Segundo a Datagro, capacidade instalada do biocombustível de milho deve alcançar 24,7 bilhões de litros em dez anos, impulsionada por novas usinas no Centro-Oeste.
A oferta de biocombustível produzido a partir do milho deve igualar a oferta produzida a partir da cana-de-açúcar até a safra 2034/35. As projeções da consultoria Datagro, compartilhadas pelo portal TheAgroBiz, apontam que a capacidade instalada de produção de etanol a partir do cereal será de 24,7 bilhões de litros em 2034.
Segundo a Datagro, atualmente o país possui 25 placas em operação, 18 em produção e 19 em planejamento. Após a conclusão das obras, é estimada a produção de 11,14 bilhões de litros. Já a safra 2025/26 está estimada para 10,2 bilhões de litros. Para 2026, com todas as usinas funcionando em 100%, a capacidade de produção de etanol de milho deve aumentar entre 3 bilhões e 3,5 bilhões. Já em 2034, a previsão é aumentar para 24,72 bilhões de litros.

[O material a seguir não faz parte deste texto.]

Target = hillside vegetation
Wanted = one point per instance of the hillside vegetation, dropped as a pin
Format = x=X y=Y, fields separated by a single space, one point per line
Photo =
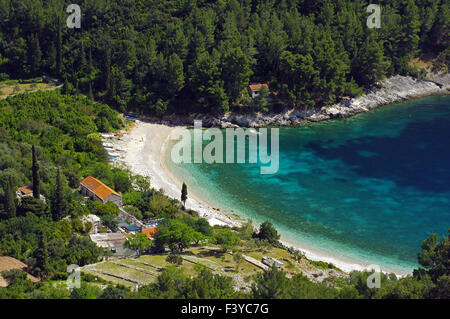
x=160 y=56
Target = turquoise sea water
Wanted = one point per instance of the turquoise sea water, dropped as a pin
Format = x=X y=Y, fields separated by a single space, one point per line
x=367 y=189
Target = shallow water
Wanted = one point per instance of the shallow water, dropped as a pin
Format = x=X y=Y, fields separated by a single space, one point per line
x=367 y=189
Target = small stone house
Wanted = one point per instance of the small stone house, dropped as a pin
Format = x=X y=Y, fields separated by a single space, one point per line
x=270 y=261
x=96 y=190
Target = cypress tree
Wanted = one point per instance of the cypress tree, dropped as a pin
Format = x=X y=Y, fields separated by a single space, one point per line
x=90 y=94
x=59 y=48
x=10 y=204
x=58 y=203
x=42 y=266
x=34 y=54
x=108 y=70
x=35 y=169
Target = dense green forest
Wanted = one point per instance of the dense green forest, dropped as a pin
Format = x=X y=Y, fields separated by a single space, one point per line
x=163 y=56
x=160 y=56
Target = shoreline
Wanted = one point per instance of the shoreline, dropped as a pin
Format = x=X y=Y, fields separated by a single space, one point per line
x=147 y=156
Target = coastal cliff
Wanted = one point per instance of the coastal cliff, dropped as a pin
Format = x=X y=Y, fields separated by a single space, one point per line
x=394 y=89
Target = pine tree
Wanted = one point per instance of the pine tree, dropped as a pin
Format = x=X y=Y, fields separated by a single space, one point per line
x=184 y=194
x=36 y=180
x=10 y=204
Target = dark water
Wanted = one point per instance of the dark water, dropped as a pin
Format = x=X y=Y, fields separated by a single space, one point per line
x=367 y=189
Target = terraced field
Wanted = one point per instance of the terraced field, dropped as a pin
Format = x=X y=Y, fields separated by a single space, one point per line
x=140 y=271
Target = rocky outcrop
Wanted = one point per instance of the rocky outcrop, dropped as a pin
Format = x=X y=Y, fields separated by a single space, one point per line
x=395 y=89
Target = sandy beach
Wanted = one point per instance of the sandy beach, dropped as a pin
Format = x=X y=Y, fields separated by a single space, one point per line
x=144 y=149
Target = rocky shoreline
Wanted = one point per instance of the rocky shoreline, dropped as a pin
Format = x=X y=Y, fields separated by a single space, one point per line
x=392 y=90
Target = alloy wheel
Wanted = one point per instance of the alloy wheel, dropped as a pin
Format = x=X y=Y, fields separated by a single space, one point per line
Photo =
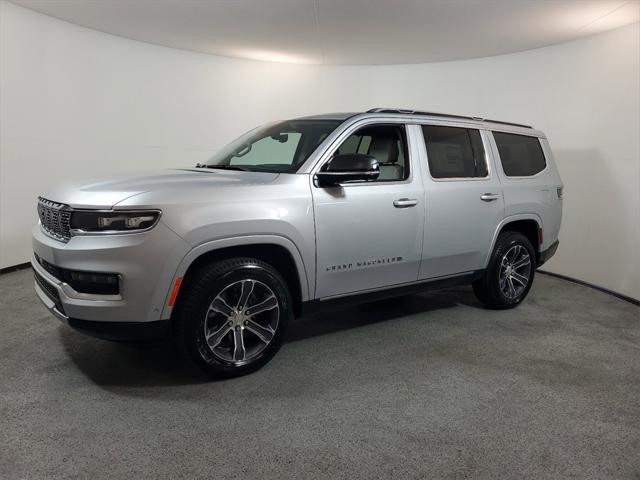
x=515 y=272
x=241 y=321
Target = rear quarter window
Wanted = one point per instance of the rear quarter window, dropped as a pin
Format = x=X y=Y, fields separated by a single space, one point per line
x=520 y=155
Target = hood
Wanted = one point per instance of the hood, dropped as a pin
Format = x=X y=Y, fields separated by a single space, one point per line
x=105 y=193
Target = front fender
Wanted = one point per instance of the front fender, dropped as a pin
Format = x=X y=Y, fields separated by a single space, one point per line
x=219 y=244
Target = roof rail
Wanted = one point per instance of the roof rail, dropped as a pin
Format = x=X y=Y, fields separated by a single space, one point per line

Com essas projeções, em menos de dez anos, metade da produção brasileira de etanol terá origem no processamento de milho. Atualmente, segundo o Datagro, a projeção para a safra de etanol oriundo da cana-de-açúcar é de 25,99 bilhões de litros para a safra 2025/26. Porém, diferente da produção do etanol pelo milho, a cana não possui perspectivas de aumento da capacidade de produção.
O milho é a melhor alternativa à produção de soja, em rotação, ajudando a recuperar matéria orgânica, combatendo pragas de solo (nematóides) e atualmente sintetizando nitrogênio do ar através de bactérias como o Azospirillum brasilense, que, quando aplicadas ao cultivo (em forma de inoculantes), promovem a fixação biológica de N.